If you are writing or rewriting yours, Statementory reads it the way an admissions tutor would, scores it out of 100, and shows you line by line what is holding it back and how to fix it, before you submit. It checks what you wrote and never writes it for you.
Whatever your results say today, they are one step, not the whole story. Take a breath, look at your real options, and make the next move a good one.
Sources
- International Baccalaureate — Diploma Programme assessment and exams
- UCAS — Results, confirmation and Clearing
- UCAS — What is Clearing?
- UCAS — Undergraduate application deadlines
Dates and processes are for the 2026 cycle and were correct at the time of writing (July 2026). Results-access times and Clearing deadlines can change, so always confirm with your IB coordinator and the UCAS website.

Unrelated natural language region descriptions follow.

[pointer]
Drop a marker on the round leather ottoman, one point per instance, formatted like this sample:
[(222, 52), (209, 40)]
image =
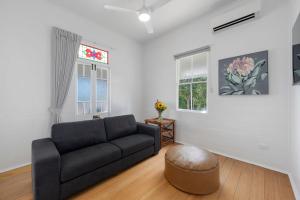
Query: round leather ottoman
[(192, 170)]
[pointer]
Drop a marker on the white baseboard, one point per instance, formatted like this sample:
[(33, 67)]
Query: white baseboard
[(294, 187), (14, 167), (241, 159)]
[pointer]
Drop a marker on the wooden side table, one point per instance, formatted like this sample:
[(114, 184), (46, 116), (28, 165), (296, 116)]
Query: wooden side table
[(167, 129)]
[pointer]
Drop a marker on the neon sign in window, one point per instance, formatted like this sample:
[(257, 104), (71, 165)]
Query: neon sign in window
[(93, 54)]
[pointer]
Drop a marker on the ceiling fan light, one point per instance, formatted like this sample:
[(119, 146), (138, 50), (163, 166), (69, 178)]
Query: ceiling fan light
[(144, 17)]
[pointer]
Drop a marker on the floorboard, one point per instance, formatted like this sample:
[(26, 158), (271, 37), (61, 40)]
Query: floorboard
[(145, 181)]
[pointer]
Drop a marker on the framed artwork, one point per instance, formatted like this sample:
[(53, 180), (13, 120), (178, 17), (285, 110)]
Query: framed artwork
[(244, 75), (296, 64)]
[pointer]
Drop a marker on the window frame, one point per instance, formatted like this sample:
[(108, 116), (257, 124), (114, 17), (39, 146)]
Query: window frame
[(177, 61), (93, 97)]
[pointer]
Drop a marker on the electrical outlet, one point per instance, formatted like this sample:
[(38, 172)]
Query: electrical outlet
[(263, 146)]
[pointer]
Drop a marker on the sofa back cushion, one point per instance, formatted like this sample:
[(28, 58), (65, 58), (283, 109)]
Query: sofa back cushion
[(120, 126), (75, 135)]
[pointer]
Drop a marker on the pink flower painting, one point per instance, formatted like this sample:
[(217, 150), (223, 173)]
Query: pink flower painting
[(244, 75)]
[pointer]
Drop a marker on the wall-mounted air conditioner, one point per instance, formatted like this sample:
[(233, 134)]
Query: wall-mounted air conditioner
[(237, 15)]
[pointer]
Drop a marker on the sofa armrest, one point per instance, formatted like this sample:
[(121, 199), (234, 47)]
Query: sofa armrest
[(45, 170), (152, 131)]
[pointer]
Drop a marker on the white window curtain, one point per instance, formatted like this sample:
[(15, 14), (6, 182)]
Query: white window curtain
[(65, 47)]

Frequently asked questions
When do IB results come out in 2026?
IB Diploma Programme results for the May 2026 exam session are released in early July 2026, with most candidates able to access them on 6 July. You log in to the official IB candidate results website using the personal code and PIN your school or coordinator gives you. Confirm the exact time with your coordinator, as access is staggered.
What happens on UCAS when my IB results are released?
UCAS receives your results directly from the IB and updates your application status automatically. If you have met the conditions of your firm choice, it is confirmed. If you miss your firm but meet your insurance, you are placed there. If you miss both, your application moves to Clearing, where you can find another place.
What if I miss my offer by one or two points?
Do not panic and do not self-release straight away. Universities often still accept students who narrowly miss, or they may offer a place on a similar course. Wait to see your updated UCAS status, and phone the university's admissions office if it still says unsuccessful. A near miss is very different from a large one.
Can I get my IB paper remarked?
Yes. This is called an Enquiry Upon Results (EUR). Through your school you can request a remark of a paper, which can raise (or occasionally lower) your grade. Remarks cost a fee and take time, so if a university place depends on it, tell the admissions office you have requested one and ask them to hold your place.
Can I reapply to university if I did not get in with my IB?
Yes. Many students reapply the following cycle, and doing so with your final grades already confirmed is often a stronger application than applying on predicted grades. You reapply through UCAS for 2027 entry from September 2026, and the most important thing to improve is your personal statement.